Suffolk Superior Court's Robert Tochka ruled that those represented by the Massachusetts Nurses Association must adhere to the vaccination policy set forth by Brigham and Women’s Hospital. Judge Tochka's action was in response to a lawsuit filed by the association, which represents 3,400 employees at the facility, alleging the hospital's requirement amounted to unfair control over personnel. However, in his decision issued Nov. 29, the judge disagreed.
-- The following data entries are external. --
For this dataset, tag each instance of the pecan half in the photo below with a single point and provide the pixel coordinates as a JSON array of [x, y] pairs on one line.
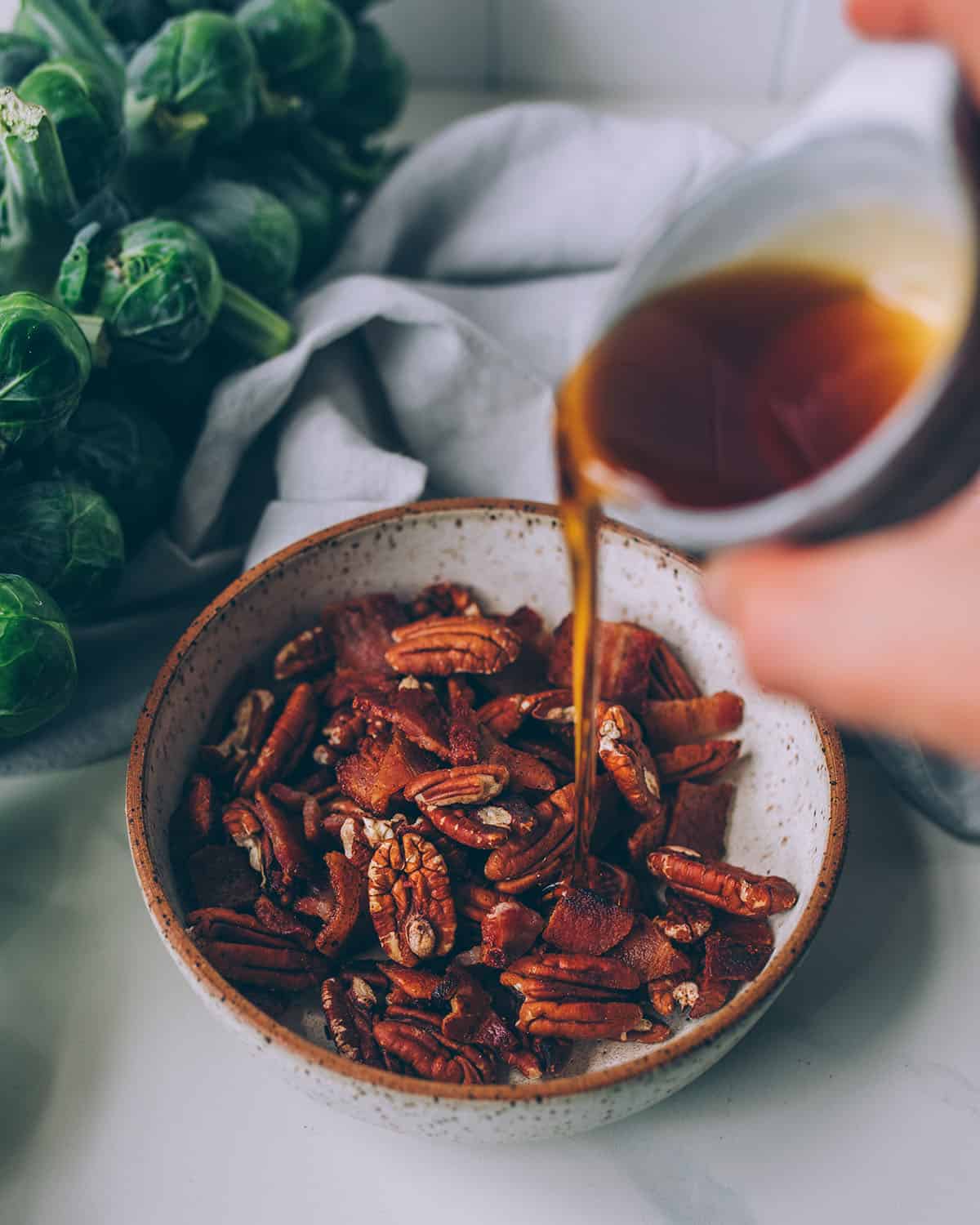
[[414, 710], [431, 1055], [467, 828], [580, 1018], [724, 886], [629, 761], [669, 724], [560, 975], [243, 826], [287, 843], [551, 706], [696, 761], [712, 994], [304, 656], [242, 950], [526, 772], [287, 742], [510, 813], [698, 817], [350, 1023], [196, 822], [541, 855], [457, 786], [467, 1001], [414, 984], [502, 715], [443, 599], [250, 723], [686, 921], [409, 899], [452, 644], [669, 679]]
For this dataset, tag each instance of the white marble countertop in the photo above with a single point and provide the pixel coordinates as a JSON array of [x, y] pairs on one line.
[[857, 1097], [122, 1102]]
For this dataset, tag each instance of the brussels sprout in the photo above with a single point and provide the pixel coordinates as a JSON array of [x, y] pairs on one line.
[[305, 47], [157, 286], [358, 169], [64, 537], [44, 364], [38, 201], [38, 673], [309, 198], [376, 87], [87, 117], [254, 237], [71, 29], [19, 54], [154, 283], [122, 453], [193, 85]]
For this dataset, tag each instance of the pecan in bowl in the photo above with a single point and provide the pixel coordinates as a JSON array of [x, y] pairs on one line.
[[360, 855]]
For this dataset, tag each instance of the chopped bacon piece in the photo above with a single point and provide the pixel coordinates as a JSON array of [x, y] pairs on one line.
[[360, 631], [647, 951], [624, 652], [698, 718], [698, 818], [507, 931], [696, 761], [465, 732], [585, 923], [739, 950]]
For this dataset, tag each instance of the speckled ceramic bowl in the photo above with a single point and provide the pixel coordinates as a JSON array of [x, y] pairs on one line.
[[791, 813]]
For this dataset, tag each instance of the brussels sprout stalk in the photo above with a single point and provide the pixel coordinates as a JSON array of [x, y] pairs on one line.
[[38, 198], [252, 325], [70, 27]]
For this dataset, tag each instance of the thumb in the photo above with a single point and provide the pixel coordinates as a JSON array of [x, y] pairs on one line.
[[876, 631]]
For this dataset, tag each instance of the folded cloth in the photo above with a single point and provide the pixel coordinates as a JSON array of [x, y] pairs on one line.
[[424, 364]]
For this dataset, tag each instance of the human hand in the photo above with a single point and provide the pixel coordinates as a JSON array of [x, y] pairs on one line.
[[953, 22]]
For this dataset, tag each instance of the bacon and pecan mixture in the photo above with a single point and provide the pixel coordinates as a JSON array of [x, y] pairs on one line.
[[387, 822]]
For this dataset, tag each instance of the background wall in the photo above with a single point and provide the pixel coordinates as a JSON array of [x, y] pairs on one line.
[[746, 51], [749, 51]]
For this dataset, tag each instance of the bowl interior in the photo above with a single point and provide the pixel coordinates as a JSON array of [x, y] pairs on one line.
[[510, 555]]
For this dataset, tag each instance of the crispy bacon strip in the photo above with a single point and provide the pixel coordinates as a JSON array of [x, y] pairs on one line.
[[698, 718]]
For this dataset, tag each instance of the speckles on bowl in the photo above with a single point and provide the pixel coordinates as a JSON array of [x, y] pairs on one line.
[[510, 554]]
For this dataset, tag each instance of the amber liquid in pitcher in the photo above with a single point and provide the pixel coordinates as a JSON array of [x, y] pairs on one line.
[[720, 391]]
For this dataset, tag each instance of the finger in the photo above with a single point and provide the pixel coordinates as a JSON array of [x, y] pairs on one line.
[[876, 632], [953, 22], [915, 19]]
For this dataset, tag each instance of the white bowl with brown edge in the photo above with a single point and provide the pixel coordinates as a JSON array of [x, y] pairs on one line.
[[789, 816]]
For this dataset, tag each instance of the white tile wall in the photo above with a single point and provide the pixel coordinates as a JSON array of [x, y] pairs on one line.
[[745, 51], [690, 48]]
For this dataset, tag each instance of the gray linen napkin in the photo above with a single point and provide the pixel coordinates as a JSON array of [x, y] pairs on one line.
[[424, 364]]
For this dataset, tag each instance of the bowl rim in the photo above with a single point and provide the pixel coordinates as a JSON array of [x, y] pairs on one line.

“MNA’s speculative claim of potential harm to an unspecified number of unidentified nurses," he wrote in his decision, "is not adequate to outweigh the risk of harm to the hospital, its employees, and its patients if there is an outbreak of the flu.”

We couldn't agree more.

As we reported recently, in the United States the flu annually kills between 3,300 and 49,000 people, with an average yearly death toll of roughly 36,000. So with something so lethal that can be halted with something so simple and innocuous, it's rather astounding that healthcare workers, of all people, would take such an anti-science stand.

In its policy, Brigham and Women’s carved out exceptions for workers with medical or religious exemptions, but those employees are required to wear face masks. But apparently, to discourage union members from flouting the policy, the hospital included the prospect of dismissal for noncompliers, an event that rankled the MNA and helped fuel the lawsuit.

“We think it’s a bad decision, but we’ve had to encourage nurses to comply with the policy,” stated MNA representative David Schildmeier, talking to the Boston Globe “Our position remains the same. To maintain this as a fireable offense... is really outlandish.”

The Massachusetts Nurses Association, which represents over 23,000 registered nurses, is "the largest union and professional association of registered nurses and health professionals in the state, and the third largest in the nation," according to its website.

Protecting oneself is a great reason to get a flu shot. Another, as Manish Sadarangani, Asst. Professor at the University of British Columbia, wrote recently in an article published on our site, is to assist those around us who are most vulnerable.

"People at greatest risk of severe influenza are seniors (65 years and older), young children (under five years)," he wrote, "residents of nursing homes and other chronic-care facilities, pregnant women and people with chronic medical conditions."

There are many excellent reasons to have a union work on an employee's behalf. But with all due respect to individual freedoms, opposing a simple – and potentially life-saving – flu shot is certainly not one of them.